К апрелю на равнине уж зелено.
Идут колонны.
И еще раньше, когда на дорогах, разбитых гусеницами, артобстрелами, весенней распутицей, воют с ночи голодные собаки, появляются по обочинам солдаты. Идут. Глядят по сторонам: в руках у каждого длинный щуп, на голове каска, автомат за спиной.
Саперы. Вот прошли мост через Сунжу и свернули у Дома пионеров к разрушенной мечети. Дальше перекресток на Первомайскую улицу.
Бу-ух-х-х! Громыхнуло. Взметнулся к небу черный гриб.
И на следующий день пойдут саперы этим маршрутом. А через неделю появится в Грозном еще один сваренный из стальных трубок крест и надпись на изорванной взрывом жестянке: «Здесь погиб простой русский парень. Помяните его, люди добрые».

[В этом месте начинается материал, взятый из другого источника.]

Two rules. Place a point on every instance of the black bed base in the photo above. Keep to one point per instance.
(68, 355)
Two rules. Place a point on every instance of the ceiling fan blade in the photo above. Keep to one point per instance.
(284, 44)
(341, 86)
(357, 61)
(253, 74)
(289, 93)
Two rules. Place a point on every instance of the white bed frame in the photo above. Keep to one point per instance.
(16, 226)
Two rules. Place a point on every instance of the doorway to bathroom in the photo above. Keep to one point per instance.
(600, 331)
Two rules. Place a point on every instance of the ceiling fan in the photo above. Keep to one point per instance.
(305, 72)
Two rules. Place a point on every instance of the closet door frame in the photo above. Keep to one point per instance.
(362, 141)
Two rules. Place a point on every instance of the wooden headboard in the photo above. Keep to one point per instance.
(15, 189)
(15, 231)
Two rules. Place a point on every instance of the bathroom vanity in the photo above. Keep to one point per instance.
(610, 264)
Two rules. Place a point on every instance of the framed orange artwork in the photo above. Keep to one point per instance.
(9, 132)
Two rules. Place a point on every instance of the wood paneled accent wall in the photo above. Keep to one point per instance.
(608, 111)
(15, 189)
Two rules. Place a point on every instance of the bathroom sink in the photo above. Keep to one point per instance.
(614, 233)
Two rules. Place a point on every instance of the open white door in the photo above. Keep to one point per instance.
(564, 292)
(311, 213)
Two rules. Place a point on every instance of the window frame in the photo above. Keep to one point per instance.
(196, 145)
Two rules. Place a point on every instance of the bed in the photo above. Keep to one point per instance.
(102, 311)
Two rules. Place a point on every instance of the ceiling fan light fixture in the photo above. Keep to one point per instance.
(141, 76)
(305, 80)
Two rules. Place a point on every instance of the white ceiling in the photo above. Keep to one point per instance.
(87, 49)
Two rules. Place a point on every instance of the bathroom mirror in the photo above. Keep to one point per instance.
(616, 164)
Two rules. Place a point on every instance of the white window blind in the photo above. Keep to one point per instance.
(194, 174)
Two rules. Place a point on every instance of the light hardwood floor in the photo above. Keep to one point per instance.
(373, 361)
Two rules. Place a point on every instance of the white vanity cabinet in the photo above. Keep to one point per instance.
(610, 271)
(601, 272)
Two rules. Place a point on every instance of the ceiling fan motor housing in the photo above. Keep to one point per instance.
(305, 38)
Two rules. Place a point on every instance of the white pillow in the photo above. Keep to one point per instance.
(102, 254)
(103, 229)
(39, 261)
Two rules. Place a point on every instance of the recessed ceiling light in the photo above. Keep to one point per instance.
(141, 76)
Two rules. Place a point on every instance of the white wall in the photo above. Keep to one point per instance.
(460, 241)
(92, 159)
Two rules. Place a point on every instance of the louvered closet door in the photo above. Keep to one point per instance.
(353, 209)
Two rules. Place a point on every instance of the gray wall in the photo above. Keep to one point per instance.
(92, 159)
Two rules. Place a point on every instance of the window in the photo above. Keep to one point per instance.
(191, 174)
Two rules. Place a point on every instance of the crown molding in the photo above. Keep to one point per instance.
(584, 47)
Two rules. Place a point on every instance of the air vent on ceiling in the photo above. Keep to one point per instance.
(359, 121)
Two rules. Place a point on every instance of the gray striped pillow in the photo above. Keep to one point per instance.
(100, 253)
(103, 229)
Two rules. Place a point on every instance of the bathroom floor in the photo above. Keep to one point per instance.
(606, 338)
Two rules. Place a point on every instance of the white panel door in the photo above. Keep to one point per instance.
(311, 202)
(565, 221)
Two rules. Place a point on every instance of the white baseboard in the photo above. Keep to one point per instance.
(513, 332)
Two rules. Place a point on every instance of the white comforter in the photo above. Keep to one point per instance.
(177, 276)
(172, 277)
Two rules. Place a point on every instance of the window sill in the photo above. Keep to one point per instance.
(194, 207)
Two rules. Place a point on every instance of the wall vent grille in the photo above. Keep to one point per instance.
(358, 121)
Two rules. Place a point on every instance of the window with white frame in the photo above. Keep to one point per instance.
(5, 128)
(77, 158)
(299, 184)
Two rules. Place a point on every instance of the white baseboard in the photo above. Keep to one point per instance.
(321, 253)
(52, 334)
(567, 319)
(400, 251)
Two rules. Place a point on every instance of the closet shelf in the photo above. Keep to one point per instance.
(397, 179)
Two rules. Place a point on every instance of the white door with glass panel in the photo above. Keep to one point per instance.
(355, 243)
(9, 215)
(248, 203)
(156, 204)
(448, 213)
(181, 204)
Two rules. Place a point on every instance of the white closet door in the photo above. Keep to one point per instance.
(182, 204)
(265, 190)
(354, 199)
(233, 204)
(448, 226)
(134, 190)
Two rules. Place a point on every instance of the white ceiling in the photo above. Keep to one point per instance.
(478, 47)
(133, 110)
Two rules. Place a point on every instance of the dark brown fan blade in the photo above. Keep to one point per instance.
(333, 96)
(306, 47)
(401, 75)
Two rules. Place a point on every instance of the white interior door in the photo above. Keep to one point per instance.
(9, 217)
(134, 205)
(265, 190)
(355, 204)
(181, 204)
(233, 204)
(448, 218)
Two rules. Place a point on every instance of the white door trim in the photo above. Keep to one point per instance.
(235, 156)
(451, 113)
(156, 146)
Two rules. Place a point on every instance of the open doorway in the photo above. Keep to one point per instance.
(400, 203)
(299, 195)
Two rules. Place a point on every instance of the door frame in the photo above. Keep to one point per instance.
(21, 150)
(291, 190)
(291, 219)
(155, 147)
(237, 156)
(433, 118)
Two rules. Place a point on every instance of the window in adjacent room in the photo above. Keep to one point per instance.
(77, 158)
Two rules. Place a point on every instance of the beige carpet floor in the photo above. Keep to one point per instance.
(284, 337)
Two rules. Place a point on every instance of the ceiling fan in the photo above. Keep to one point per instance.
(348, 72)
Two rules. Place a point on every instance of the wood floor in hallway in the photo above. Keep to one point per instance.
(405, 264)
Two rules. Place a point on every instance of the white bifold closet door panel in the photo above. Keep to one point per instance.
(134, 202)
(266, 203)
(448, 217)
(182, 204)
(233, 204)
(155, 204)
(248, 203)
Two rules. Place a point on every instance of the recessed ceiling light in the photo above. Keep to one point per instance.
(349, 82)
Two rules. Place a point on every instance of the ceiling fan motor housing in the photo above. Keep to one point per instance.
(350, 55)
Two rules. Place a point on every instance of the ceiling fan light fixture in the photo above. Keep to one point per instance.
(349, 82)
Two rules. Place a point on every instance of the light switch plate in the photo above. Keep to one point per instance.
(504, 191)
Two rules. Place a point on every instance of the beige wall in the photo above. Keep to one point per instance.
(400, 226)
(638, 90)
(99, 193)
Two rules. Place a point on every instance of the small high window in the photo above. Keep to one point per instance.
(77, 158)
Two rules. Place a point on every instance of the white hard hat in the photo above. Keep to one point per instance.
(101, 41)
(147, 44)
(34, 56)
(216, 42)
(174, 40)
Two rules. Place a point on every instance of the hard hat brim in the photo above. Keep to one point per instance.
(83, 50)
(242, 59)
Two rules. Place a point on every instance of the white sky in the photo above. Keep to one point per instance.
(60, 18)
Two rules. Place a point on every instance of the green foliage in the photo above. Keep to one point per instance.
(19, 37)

Шагает по Грозному сапер Иван Знамов, легко идет.
Вон песчаный бугорок. Иван поворошил щупом – чисто. Останавливаться ему ни-ни. Вторым номером Иван работает. Первые номера утопали далеко – догонять нужно. За Иваном идут остальные – вся колонна инженерной разведки.
Крикнул взводный: «Торопись, мужики!»
Иван в ответ зыркнул зеленым навыкате. Глаза у него большие, но некрасивые – злые как у волка, ресницы, словно пеплом присыпанные. Смотрит Иван перед собой на мир, смотрит, не моргая; губы жмет плотно, вытягивает в нитку, – желваки двумя кобелями цепными рвутся наружу.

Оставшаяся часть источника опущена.